>>> Edited For Content
By staff writer Mike Forest
September 8, 2004

Sorry guys, my column is going to be late this week, but it's not my fault this time. I swear. No. Really. My Internet connection at home is down…again. I'd tell you the whole story, but no one really wants to read it and I don't want to tell it again. Okay, maybe I'll tell you a little bit. I'll keep it short.

Basically, the guy came to hook up my apartment the first time and screwed up the install. He turned my service on and then he accidentally hit the wrong button and turned it off. Realizing that he's a dumbass, he tried to turn it back on again. The system locked him out, and I was shit out of luck until they could come and manually turn it on again.

Forty minutes on my cell phone with them amounted to them telling me I would have to be home Thursday so that they could send another guy out. I told them I wanted all of my install fee back because they screwed up. They agreed, which surprised me.

I still had to miss work to be there when the guy came back. I sat at home waiting for him for five hours and he never came. I called [Huge evil cable company] up and asked what the hell was going on. They told me he had already come, fixed the problem and left. I still wasn't online. I wanted to kill someone. There was no one around.

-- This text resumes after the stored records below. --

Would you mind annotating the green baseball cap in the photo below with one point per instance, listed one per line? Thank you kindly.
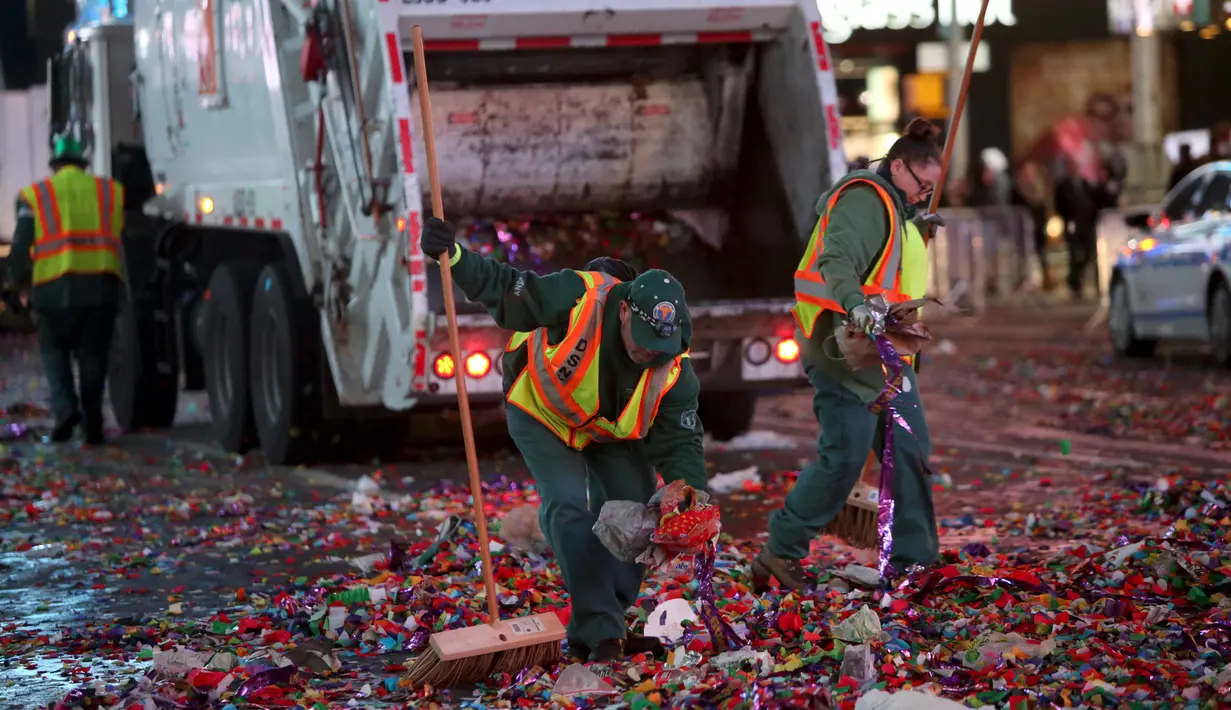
(67, 148)
(660, 311)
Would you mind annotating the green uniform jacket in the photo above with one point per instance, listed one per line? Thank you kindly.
(72, 291)
(857, 233)
(525, 302)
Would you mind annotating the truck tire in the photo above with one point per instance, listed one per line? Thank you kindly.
(284, 409)
(140, 395)
(728, 415)
(225, 355)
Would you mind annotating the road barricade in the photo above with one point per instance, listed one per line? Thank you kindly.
(984, 254)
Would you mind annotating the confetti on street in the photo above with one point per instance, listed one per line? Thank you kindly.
(163, 575)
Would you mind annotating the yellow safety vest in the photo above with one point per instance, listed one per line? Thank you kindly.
(559, 385)
(78, 222)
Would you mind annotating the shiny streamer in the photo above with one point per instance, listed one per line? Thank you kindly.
(720, 633)
(894, 366)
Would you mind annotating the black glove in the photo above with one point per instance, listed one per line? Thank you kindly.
(437, 238)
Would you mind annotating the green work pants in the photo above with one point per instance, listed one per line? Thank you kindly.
(848, 431)
(574, 486)
(81, 334)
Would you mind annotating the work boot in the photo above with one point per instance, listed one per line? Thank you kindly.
(607, 651)
(64, 427)
(634, 645)
(790, 574)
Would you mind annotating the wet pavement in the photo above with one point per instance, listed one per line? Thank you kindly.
(1023, 412)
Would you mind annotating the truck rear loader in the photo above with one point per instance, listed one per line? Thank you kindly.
(275, 191)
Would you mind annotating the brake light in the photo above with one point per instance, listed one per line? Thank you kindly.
(445, 367)
(787, 350)
(478, 364)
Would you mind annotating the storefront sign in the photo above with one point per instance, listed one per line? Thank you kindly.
(842, 17)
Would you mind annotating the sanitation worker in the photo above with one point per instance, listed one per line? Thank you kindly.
(67, 243)
(866, 243)
(602, 385)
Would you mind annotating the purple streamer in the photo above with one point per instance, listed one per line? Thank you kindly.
(883, 404)
(720, 633)
(265, 678)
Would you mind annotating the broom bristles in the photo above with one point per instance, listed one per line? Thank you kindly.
(857, 523)
(429, 670)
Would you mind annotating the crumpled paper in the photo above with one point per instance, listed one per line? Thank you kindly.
(677, 521)
(861, 626)
(521, 529)
(904, 700)
(899, 323)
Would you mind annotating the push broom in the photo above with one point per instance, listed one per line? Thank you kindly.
(856, 524)
(499, 646)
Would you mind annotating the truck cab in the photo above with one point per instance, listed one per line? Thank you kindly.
(275, 172)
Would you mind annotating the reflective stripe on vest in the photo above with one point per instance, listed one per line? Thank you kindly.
(559, 385)
(78, 220)
(813, 295)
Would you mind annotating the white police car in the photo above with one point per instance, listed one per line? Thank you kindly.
(1173, 281)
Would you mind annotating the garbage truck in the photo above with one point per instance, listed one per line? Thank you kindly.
(275, 174)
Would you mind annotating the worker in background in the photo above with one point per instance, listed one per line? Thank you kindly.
(864, 244)
(67, 244)
(603, 385)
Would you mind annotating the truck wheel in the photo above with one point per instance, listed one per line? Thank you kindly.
(225, 355)
(1119, 320)
(140, 395)
(728, 415)
(280, 372)
(1220, 324)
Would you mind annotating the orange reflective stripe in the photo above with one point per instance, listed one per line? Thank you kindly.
(814, 295)
(653, 386)
(558, 370)
(48, 212)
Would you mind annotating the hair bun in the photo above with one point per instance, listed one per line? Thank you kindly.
(922, 129)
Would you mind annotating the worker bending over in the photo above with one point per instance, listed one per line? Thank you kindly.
(600, 384)
(864, 244)
(67, 243)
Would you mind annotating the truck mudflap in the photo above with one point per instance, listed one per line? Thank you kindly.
(737, 346)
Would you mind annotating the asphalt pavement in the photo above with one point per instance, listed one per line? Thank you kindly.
(1024, 407)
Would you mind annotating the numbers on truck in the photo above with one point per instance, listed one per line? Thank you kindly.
(244, 203)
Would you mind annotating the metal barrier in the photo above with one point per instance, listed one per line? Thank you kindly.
(984, 252)
(1113, 235)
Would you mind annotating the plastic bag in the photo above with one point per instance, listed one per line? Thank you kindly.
(901, 325)
(624, 528)
(576, 679)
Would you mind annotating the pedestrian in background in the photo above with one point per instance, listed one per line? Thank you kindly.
(1077, 207)
(1030, 191)
(1183, 166)
(864, 244)
(67, 244)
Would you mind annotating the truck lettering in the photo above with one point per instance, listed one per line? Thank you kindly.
(207, 55)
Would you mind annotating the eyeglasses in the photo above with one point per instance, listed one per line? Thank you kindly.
(925, 187)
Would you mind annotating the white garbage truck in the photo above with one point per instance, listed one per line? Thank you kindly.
(276, 191)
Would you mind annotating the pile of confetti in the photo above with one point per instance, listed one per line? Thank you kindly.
(558, 241)
(1136, 615)
(1094, 394)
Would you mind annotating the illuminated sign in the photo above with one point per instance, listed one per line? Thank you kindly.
(842, 17)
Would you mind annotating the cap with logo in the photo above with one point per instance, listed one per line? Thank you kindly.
(659, 311)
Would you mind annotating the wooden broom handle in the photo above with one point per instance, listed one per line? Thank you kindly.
(451, 313)
(958, 108)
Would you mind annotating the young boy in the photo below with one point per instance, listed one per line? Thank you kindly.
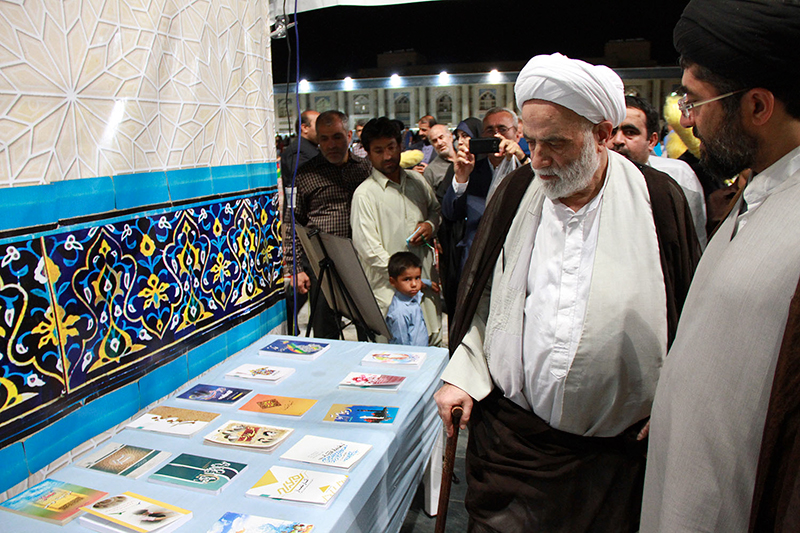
(404, 317)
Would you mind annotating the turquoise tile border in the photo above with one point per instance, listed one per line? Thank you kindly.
(163, 381)
(27, 206)
(15, 467)
(189, 183)
(47, 445)
(74, 198)
(137, 190)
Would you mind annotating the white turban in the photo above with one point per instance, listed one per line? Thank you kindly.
(592, 91)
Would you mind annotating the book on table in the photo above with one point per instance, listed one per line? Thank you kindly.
(361, 414)
(278, 405)
(214, 394)
(396, 359)
(257, 437)
(128, 512)
(263, 373)
(295, 349)
(327, 452)
(173, 421)
(195, 472)
(123, 460)
(374, 382)
(53, 501)
(297, 485)
(243, 523)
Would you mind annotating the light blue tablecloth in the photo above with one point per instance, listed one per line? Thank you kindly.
(380, 488)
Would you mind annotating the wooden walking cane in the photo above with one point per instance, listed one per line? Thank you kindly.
(447, 472)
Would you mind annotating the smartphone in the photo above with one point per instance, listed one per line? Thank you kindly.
(484, 145)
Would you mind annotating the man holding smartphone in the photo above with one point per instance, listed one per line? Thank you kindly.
(476, 179)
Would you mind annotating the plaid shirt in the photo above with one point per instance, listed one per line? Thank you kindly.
(322, 198)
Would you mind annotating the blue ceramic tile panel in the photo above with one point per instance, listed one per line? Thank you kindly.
(189, 183)
(227, 179)
(163, 381)
(27, 206)
(76, 198)
(14, 467)
(136, 190)
(47, 445)
(263, 174)
(207, 355)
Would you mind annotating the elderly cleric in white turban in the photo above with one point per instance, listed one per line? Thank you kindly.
(594, 92)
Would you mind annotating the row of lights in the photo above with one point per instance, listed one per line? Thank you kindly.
(397, 81)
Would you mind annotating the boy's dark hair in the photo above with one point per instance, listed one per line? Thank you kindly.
(380, 128)
(400, 261)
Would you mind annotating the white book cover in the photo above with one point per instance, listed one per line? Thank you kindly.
(396, 359)
(327, 452)
(124, 460)
(266, 373)
(293, 484)
(173, 420)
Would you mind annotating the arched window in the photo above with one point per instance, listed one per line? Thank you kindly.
(402, 108)
(487, 101)
(444, 108)
(361, 105)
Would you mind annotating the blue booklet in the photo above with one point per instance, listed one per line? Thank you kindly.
(215, 394)
(295, 349)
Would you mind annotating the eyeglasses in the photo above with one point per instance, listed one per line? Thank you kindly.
(491, 130)
(686, 107)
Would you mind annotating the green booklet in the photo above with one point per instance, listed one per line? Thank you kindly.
(195, 472)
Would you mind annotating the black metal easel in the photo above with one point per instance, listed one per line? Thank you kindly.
(327, 271)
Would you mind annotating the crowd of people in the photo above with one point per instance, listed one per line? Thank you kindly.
(622, 328)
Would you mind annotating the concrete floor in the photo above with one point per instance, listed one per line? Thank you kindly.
(417, 521)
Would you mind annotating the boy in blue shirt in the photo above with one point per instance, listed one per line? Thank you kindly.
(404, 317)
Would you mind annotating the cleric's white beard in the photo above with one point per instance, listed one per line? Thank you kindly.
(575, 176)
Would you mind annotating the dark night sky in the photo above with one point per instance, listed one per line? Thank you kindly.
(335, 42)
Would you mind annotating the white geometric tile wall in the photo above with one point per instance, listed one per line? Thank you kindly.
(103, 87)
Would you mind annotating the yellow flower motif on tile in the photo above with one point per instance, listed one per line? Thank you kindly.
(220, 269)
(154, 292)
(49, 327)
(148, 246)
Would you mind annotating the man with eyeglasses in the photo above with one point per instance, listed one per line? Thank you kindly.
(476, 179)
(724, 451)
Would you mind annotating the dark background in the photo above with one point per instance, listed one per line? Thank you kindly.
(337, 42)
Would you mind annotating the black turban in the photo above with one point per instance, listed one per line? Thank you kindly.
(754, 42)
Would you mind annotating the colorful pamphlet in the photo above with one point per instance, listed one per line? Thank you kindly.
(132, 512)
(281, 483)
(269, 374)
(243, 523)
(173, 420)
(196, 472)
(52, 501)
(124, 460)
(399, 359)
(327, 452)
(376, 382)
(215, 394)
(278, 405)
(361, 414)
(248, 435)
(295, 349)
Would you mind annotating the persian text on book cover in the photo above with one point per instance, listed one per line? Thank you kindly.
(173, 420)
(278, 405)
(361, 414)
(52, 501)
(247, 434)
(124, 460)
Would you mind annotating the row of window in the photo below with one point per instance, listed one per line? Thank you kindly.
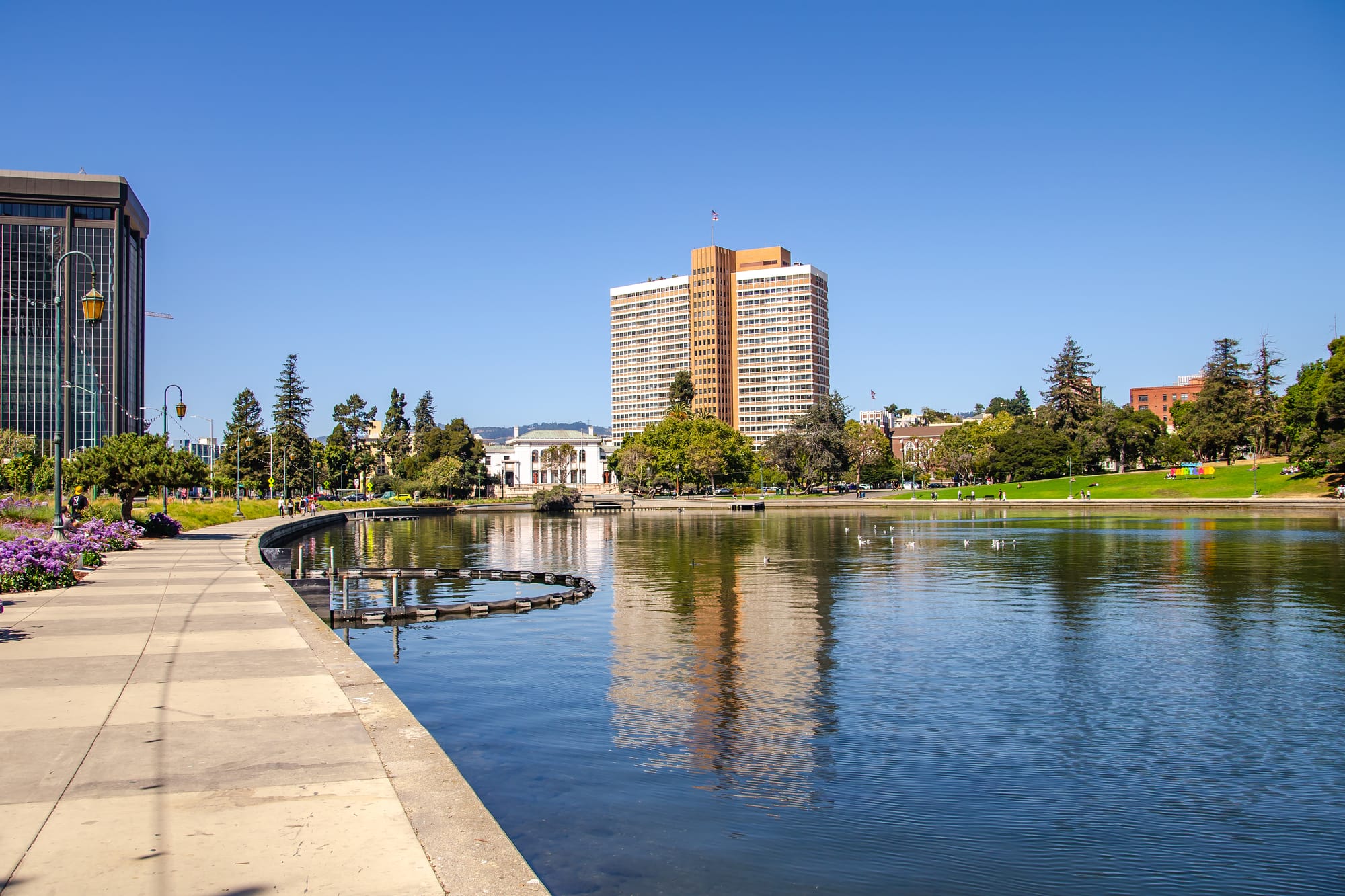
(37, 210)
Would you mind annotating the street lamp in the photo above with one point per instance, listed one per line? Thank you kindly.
(93, 306)
(239, 474)
(212, 452)
(182, 412)
(68, 385)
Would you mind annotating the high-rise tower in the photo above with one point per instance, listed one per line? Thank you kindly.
(750, 326)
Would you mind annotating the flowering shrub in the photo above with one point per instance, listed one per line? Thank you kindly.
(32, 564)
(103, 536)
(161, 525)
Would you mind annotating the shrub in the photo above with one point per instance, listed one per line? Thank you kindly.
(161, 525)
(558, 499)
(32, 564)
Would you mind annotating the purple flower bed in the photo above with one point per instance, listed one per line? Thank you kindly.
(161, 525)
(32, 564)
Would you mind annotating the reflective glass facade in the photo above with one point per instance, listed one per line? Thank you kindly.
(104, 364)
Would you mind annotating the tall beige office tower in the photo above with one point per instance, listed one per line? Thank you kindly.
(751, 326)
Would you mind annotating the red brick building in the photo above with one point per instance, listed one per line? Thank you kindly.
(1161, 399)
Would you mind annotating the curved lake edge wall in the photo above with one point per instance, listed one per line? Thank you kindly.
(466, 845)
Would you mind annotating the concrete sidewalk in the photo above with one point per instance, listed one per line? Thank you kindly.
(182, 724)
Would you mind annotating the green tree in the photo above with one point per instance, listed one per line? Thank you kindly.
(1330, 403)
(1299, 415)
(822, 428)
(354, 417)
(1030, 451)
(1122, 435)
(1265, 403)
(1218, 421)
(18, 473)
(249, 464)
(14, 443)
(965, 451)
(396, 442)
(867, 447)
(424, 416)
(1071, 397)
(787, 452)
(559, 459)
(707, 455)
(291, 415)
(445, 474)
(45, 474)
(681, 392)
(633, 463)
(130, 464)
(665, 450)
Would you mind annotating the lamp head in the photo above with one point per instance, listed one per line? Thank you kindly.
(93, 300)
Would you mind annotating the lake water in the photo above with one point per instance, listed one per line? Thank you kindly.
(1105, 704)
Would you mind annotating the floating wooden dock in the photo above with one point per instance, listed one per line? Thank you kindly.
(325, 580)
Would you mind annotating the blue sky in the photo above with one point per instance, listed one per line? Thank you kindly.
(440, 196)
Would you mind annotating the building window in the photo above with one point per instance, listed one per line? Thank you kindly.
(30, 210)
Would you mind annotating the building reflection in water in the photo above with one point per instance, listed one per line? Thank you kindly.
(720, 659)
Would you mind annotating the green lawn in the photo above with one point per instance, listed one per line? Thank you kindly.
(1227, 482)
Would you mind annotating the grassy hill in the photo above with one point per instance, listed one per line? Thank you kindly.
(1227, 482)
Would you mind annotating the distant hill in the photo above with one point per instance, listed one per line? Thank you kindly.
(501, 434)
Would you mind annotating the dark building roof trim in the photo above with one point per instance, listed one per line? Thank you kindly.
(76, 189)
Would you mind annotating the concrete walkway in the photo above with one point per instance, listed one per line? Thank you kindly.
(181, 723)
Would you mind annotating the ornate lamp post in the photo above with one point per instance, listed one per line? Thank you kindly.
(239, 474)
(182, 412)
(93, 306)
(212, 452)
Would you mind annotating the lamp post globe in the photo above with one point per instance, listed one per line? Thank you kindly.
(239, 474)
(93, 306)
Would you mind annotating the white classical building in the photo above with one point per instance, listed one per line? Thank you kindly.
(518, 462)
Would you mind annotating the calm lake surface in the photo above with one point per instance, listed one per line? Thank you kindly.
(1112, 704)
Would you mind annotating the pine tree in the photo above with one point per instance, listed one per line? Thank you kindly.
(248, 462)
(681, 392)
(1071, 397)
(396, 442)
(424, 415)
(291, 412)
(1264, 400)
(1218, 421)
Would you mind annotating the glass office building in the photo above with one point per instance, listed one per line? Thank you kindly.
(44, 216)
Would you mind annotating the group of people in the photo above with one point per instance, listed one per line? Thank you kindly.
(303, 506)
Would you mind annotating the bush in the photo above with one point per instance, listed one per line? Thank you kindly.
(558, 499)
(32, 564)
(161, 525)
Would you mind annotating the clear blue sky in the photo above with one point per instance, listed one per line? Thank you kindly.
(440, 196)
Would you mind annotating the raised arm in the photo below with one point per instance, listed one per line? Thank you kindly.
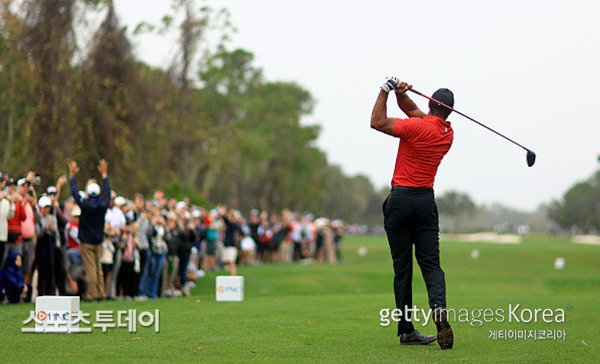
(73, 169)
(405, 103)
(379, 118)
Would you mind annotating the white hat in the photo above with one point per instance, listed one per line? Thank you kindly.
(44, 201)
(120, 201)
(93, 190)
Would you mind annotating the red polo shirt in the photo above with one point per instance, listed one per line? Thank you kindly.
(423, 144)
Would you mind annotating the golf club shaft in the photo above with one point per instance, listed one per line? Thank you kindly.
(468, 117)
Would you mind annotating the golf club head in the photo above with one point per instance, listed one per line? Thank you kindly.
(530, 158)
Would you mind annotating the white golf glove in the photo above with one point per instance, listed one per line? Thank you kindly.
(392, 83)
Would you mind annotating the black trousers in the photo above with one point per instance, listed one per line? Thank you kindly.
(411, 218)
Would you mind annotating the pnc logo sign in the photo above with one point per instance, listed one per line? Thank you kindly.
(54, 315)
(230, 288)
(225, 289)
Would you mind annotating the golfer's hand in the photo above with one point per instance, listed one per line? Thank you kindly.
(403, 87)
(392, 83)
(103, 167)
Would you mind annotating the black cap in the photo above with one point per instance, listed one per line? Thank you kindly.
(444, 96)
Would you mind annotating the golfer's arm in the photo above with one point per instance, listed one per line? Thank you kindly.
(379, 119)
(408, 106)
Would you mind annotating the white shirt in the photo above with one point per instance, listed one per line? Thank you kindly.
(115, 217)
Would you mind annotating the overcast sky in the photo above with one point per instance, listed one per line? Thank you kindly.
(529, 69)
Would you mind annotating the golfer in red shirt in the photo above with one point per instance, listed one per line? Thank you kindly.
(410, 212)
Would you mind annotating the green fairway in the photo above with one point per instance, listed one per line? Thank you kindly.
(331, 313)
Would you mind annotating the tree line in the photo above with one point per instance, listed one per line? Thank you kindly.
(209, 127)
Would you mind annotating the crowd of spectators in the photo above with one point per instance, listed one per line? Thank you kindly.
(102, 246)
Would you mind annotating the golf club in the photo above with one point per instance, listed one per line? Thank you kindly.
(530, 153)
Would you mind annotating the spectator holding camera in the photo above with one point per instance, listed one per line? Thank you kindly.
(7, 211)
(28, 197)
(58, 210)
(91, 227)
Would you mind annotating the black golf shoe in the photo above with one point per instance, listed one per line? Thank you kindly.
(415, 338)
(445, 335)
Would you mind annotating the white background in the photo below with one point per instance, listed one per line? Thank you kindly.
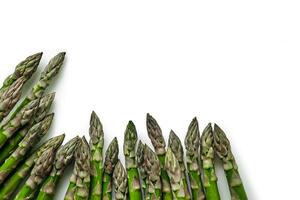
(235, 63)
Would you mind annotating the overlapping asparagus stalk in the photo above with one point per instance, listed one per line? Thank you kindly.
(33, 136)
(63, 158)
(177, 149)
(153, 171)
(207, 157)
(157, 139)
(13, 182)
(120, 182)
(130, 140)
(223, 151)
(96, 146)
(192, 146)
(111, 159)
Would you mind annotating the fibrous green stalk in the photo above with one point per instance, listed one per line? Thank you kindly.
(223, 151)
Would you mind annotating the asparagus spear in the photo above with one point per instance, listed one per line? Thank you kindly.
(177, 149)
(157, 139)
(63, 158)
(42, 110)
(207, 157)
(24, 69)
(33, 136)
(12, 183)
(130, 140)
(8, 127)
(40, 171)
(120, 182)
(96, 145)
(111, 159)
(10, 97)
(152, 166)
(192, 146)
(223, 151)
(141, 166)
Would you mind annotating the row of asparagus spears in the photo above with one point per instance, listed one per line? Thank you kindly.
(29, 171)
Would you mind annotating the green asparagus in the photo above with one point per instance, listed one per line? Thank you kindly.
(223, 151)
(13, 182)
(63, 158)
(157, 139)
(153, 171)
(177, 149)
(111, 159)
(96, 146)
(120, 182)
(130, 140)
(207, 158)
(33, 136)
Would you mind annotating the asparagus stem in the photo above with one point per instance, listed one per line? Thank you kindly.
(111, 159)
(63, 158)
(177, 149)
(120, 182)
(207, 157)
(157, 140)
(130, 140)
(33, 136)
(223, 151)
(96, 145)
(192, 145)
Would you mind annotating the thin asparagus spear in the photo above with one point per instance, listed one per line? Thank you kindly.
(42, 110)
(207, 157)
(111, 159)
(63, 158)
(174, 171)
(192, 146)
(223, 151)
(176, 147)
(40, 171)
(10, 97)
(157, 139)
(24, 69)
(120, 182)
(33, 136)
(13, 182)
(140, 151)
(9, 127)
(152, 167)
(96, 146)
(130, 140)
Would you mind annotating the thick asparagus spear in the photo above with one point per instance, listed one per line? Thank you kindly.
(111, 159)
(33, 136)
(96, 146)
(24, 69)
(207, 157)
(176, 147)
(223, 151)
(9, 127)
(152, 167)
(10, 97)
(157, 139)
(40, 171)
(13, 182)
(63, 158)
(120, 182)
(141, 166)
(130, 140)
(42, 110)
(192, 146)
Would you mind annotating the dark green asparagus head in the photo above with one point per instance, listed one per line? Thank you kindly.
(130, 140)
(155, 135)
(111, 156)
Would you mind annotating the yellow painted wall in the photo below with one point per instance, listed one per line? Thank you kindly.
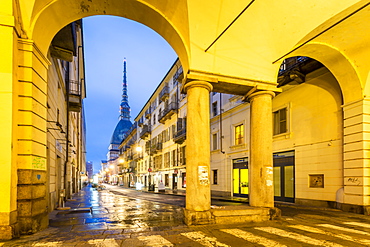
(315, 134)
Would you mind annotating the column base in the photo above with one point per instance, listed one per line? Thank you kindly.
(231, 215)
(198, 217)
(9, 232)
(33, 224)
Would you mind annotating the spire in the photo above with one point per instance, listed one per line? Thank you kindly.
(124, 107)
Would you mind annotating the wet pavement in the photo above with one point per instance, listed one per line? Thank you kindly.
(119, 216)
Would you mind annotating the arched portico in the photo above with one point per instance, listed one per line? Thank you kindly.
(238, 62)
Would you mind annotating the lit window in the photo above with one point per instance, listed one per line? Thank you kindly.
(214, 108)
(215, 177)
(214, 142)
(239, 134)
(280, 121)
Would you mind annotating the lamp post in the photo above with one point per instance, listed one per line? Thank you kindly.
(121, 161)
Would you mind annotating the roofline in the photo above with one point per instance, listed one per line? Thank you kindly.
(151, 96)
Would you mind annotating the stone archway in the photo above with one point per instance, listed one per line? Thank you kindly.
(48, 18)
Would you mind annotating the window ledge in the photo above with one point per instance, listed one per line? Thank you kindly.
(239, 146)
(282, 136)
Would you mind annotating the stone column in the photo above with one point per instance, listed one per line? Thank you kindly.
(32, 138)
(8, 109)
(261, 193)
(198, 192)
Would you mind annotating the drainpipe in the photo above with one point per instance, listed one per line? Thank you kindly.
(67, 133)
(221, 136)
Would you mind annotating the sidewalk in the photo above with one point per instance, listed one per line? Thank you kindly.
(104, 216)
(98, 215)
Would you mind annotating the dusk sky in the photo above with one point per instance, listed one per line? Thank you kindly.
(107, 41)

“Why the hell did I need to stay home then? They didn't come into the apartment and I didn't sign anything. You're still costing me money!”

They didn't have an answer. Apparently he came and fixed it, but “left the job open.” Whatever that means. I had to wait another 48 hours for things to “clear up.” I told them I wasn't going to pay for it until it was fixed. They gave me the address of the company CEO if I wanted to complain. I hung up on them. I'd already wasted enough cell phone minutes on them. Notice I said “cell phone minutes,” which means they're COSTING ME EVEN MORE MONEY!

I hate [Huge evil cable company] so much.

My Internet has been down as much as it has been up. I've started hijacking other people's wireless networks, but they're less reliable than John Kerry's voting record. Bah zing.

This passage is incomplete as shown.